Там начались сплошные заседанья…
А трещина? А трещина росла,
И наконец, разваливая Зданье,
Она по сердцу моему прошла.
Мне кто-то крикнул: «Через час собранье,
Куда бежишь?»
Я отвечал: «Дела!»
Был летний день. Хладея постепенно,
Алел асфальт сиреневый у ног.
Казалось, на Ордынке даже стены
Прекрасно знали, как я одинок.
Ампирный, восемнадцатого века,
Три этажа, три эркера. Подъезд
Дорический. И — чудо этих мест —
Он пуст! (Ни огонька, ни человека).
…Был день.
Прекрасной дамы солнечная тень
Возникла предо мной. Остановилась.
Ошеломленно на меня взглянула
Иль на кого-то за моей спиной.
Взгляд отвела.
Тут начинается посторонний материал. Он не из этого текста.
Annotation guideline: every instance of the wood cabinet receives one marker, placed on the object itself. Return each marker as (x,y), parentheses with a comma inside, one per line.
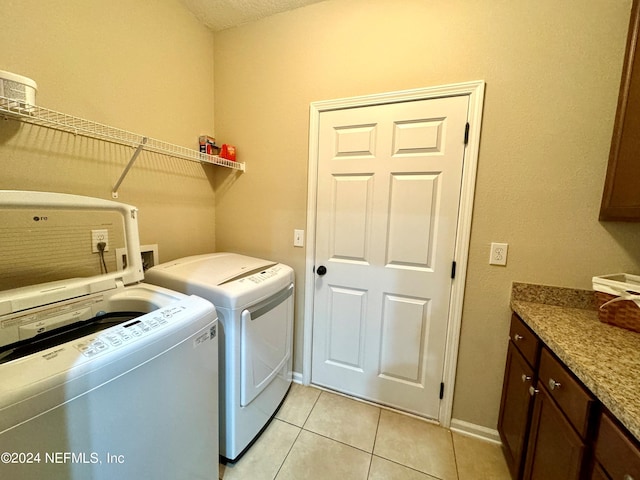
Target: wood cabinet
(516,403)
(560,423)
(621,196)
(546,414)
(617,455)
И в тот подъезд шагнула.
Тень, мы знакомы разве?..
Что со мной?..
Мне померещились глаза совы…
…Какие-то военные машины
Летели мимо тротуара… Солнце
Бросало зайчики сквозь шум листвы,
Как будто прыгающие червонцы…
Небезопасны старые дома
Для впечатлительного человека.
Там всяких душ перебывала тьма
С начала восемнадцатого века.
В его на диво слаженный ампир
Вдышавшись, к счастью или же к несчастью,
Они остались здесь какой-то частью,
В нем сотворив особый дух и мир.
…Дверь проскрипела. Я вошел с оглядкой
(Дверь тяжело захлопнулась за мной).
Подъезд был пуст. Лежал узор цветной
На плитах пола солнечной накладкой.
Шла мраморная лестница изгибом
Справа налево — вверх — где, как балкон,
Коричневым фигурным парапетом
Висели антресоли, скрип тая.
Над антресолями и над подъездом
Висело небо, ангелы глядели
Вниз, на меня, томясь от паутины,
К ним подбиравшейся, от облаков,
Давно не белых…
Солнце сквозь витраж
Осколки радуги бросало на пол
(Дверь тяжело захлопнулась за мной!).
Я сделал шаг… И закружилась пыль.
И я ослеп от страшного удара.
Я долго поднимался… Я стоял
На двух ладонях и на двух коленках,
Мотая головой…
И вдруг такой
ромашкой, кашкой в ноздри мне дохнуло,
полынью и кузнечиком в ушах,
так вдруг зашлась всей степью синева,
что я вскочил, одернув гимнастерку,
потер затылок,
огляделся
и…
«Р-равняйсь!» — услышал…
Блекло-синий свод.
Мы, пленные, стараемся равняться,
Друг друга выпираючи вперед.
А рядом вишни, яблоневый сад,
Искусственный бассейн, флагшток, палатки…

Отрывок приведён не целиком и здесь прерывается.